Construct a distributed CSR graph with n vertices and with edges specified in the edge list given by the range [first, last). The EdgeIterator must be a model of InputIterator (and MultiPassInputIterator for constructors that include multi_pass in their tag). The value type of the EdgeIterator must be a std::pair, where the type in the pair is an integer type. The integers will correspond to vertices, and they must all fall in the range of [0, n). When provided, ep_iter refers to an edge property list [ep_iter, ep_iter + m) contains properties for each of the edges.
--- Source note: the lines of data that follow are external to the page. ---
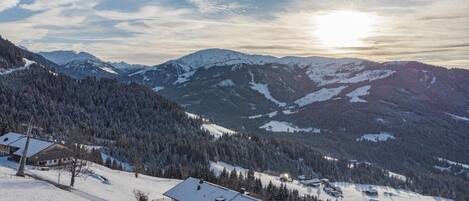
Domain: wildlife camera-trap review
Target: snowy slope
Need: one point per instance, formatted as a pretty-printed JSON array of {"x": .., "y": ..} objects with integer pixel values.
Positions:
[
  {"x": 62, "y": 57},
  {"x": 355, "y": 96},
  {"x": 352, "y": 192},
  {"x": 380, "y": 137},
  {"x": 11, "y": 70},
  {"x": 120, "y": 187},
  {"x": 14, "y": 188},
  {"x": 281, "y": 126},
  {"x": 321, "y": 95},
  {"x": 214, "y": 129}
]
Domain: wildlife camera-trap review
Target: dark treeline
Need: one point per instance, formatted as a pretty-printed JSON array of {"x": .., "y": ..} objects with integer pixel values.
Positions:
[{"x": 134, "y": 122}]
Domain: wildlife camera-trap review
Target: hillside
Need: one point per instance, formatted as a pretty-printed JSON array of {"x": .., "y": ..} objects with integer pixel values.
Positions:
[
  {"x": 119, "y": 185},
  {"x": 328, "y": 103},
  {"x": 133, "y": 122}
]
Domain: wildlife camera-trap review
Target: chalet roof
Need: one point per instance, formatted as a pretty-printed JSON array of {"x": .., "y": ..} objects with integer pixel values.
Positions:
[
  {"x": 19, "y": 140},
  {"x": 192, "y": 190},
  {"x": 10, "y": 138}
]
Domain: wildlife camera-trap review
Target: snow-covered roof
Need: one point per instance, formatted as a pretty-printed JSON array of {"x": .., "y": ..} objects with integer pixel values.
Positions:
[
  {"x": 19, "y": 140},
  {"x": 193, "y": 189},
  {"x": 10, "y": 138}
]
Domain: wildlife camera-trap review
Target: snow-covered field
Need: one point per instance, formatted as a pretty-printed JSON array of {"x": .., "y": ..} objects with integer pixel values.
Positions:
[
  {"x": 270, "y": 115},
  {"x": 264, "y": 90},
  {"x": 466, "y": 166},
  {"x": 281, "y": 126},
  {"x": 351, "y": 192},
  {"x": 120, "y": 187},
  {"x": 214, "y": 129},
  {"x": 359, "y": 92},
  {"x": 457, "y": 117},
  {"x": 369, "y": 75},
  {"x": 380, "y": 137},
  {"x": 13, "y": 188},
  {"x": 9, "y": 71},
  {"x": 323, "y": 94}
]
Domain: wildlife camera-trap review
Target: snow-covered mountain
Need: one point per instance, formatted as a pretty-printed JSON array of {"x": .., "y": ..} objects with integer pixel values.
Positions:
[
  {"x": 102, "y": 183},
  {"x": 62, "y": 57},
  {"x": 83, "y": 64},
  {"x": 330, "y": 100},
  {"x": 128, "y": 68}
]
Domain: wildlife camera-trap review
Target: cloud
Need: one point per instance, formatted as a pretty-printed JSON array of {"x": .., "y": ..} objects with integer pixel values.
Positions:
[
  {"x": 216, "y": 6},
  {"x": 150, "y": 33},
  {"x": 40, "y": 5},
  {"x": 7, "y": 4}
]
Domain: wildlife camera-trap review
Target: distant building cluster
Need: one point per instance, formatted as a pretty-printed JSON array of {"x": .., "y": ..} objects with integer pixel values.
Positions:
[
  {"x": 193, "y": 189},
  {"x": 40, "y": 152}
]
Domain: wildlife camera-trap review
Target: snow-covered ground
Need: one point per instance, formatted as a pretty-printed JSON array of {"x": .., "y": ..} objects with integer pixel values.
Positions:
[
  {"x": 457, "y": 117},
  {"x": 323, "y": 94},
  {"x": 369, "y": 75},
  {"x": 226, "y": 83},
  {"x": 158, "y": 88},
  {"x": 13, "y": 188},
  {"x": 281, "y": 126},
  {"x": 270, "y": 115},
  {"x": 351, "y": 192},
  {"x": 264, "y": 90},
  {"x": 109, "y": 70},
  {"x": 120, "y": 187},
  {"x": 11, "y": 70},
  {"x": 214, "y": 129},
  {"x": 380, "y": 137},
  {"x": 466, "y": 166},
  {"x": 359, "y": 92}
]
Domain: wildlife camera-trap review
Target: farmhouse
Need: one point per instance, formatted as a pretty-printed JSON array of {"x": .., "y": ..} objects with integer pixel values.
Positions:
[
  {"x": 40, "y": 152},
  {"x": 193, "y": 189}
]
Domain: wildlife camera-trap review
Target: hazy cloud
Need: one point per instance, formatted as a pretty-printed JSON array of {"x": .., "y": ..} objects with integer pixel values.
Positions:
[
  {"x": 151, "y": 32},
  {"x": 7, "y": 4}
]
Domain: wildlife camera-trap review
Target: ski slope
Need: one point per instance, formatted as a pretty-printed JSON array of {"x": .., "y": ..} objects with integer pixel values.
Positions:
[
  {"x": 351, "y": 192},
  {"x": 119, "y": 186}
]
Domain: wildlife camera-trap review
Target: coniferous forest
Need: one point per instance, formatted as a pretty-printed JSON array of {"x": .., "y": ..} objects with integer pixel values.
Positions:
[{"x": 134, "y": 123}]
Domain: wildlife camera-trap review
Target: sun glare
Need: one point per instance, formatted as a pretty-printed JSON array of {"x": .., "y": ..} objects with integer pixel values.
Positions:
[{"x": 344, "y": 29}]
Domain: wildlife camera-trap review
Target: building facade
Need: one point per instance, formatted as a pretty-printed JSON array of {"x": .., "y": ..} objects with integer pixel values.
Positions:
[{"x": 40, "y": 152}]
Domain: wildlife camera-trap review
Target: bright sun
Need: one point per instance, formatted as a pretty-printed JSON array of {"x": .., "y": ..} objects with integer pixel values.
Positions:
[{"x": 343, "y": 28}]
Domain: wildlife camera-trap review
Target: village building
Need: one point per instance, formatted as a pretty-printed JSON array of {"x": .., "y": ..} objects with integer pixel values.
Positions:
[
  {"x": 193, "y": 189},
  {"x": 40, "y": 152}
]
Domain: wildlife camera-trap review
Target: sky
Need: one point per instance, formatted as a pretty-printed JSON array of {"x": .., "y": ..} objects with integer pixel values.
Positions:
[{"x": 153, "y": 31}]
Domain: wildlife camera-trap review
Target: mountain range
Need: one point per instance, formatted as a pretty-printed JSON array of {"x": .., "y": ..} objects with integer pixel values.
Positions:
[
  {"x": 350, "y": 107},
  {"x": 407, "y": 117}
]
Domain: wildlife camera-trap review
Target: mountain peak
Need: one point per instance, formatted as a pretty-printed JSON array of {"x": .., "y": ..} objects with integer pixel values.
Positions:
[{"x": 62, "y": 57}]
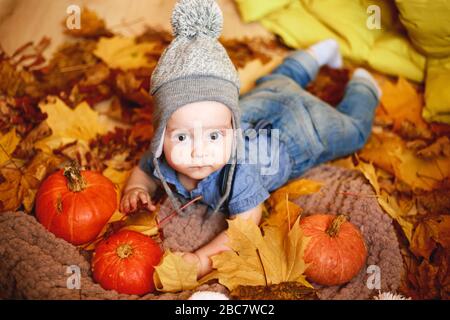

These constructors are collective operations and must be executed concurrently by each process with the same argument list. Most importantly, the edge lists provided to the constructor in each process should be equivalent. The vertices will be partitioned among the processes according to the distribution, with edges placed on the process owning the source of the edge. Note that this behavior permits sequential graph construction code to be parallelized automatically, regardless of the underlying distribution.

Note that only the 'tagged' constructors are documented. Untagged constructors are deprecated and will be removed in subsequent releasese. The first argument to all of the subsequent constructors are tags used to distinguish amongst them. Each tag has a corresponding value that can be used to initialize the tag parameter. For example edges_are_sorted can be used to initialize the edges_are_sorted_t tag.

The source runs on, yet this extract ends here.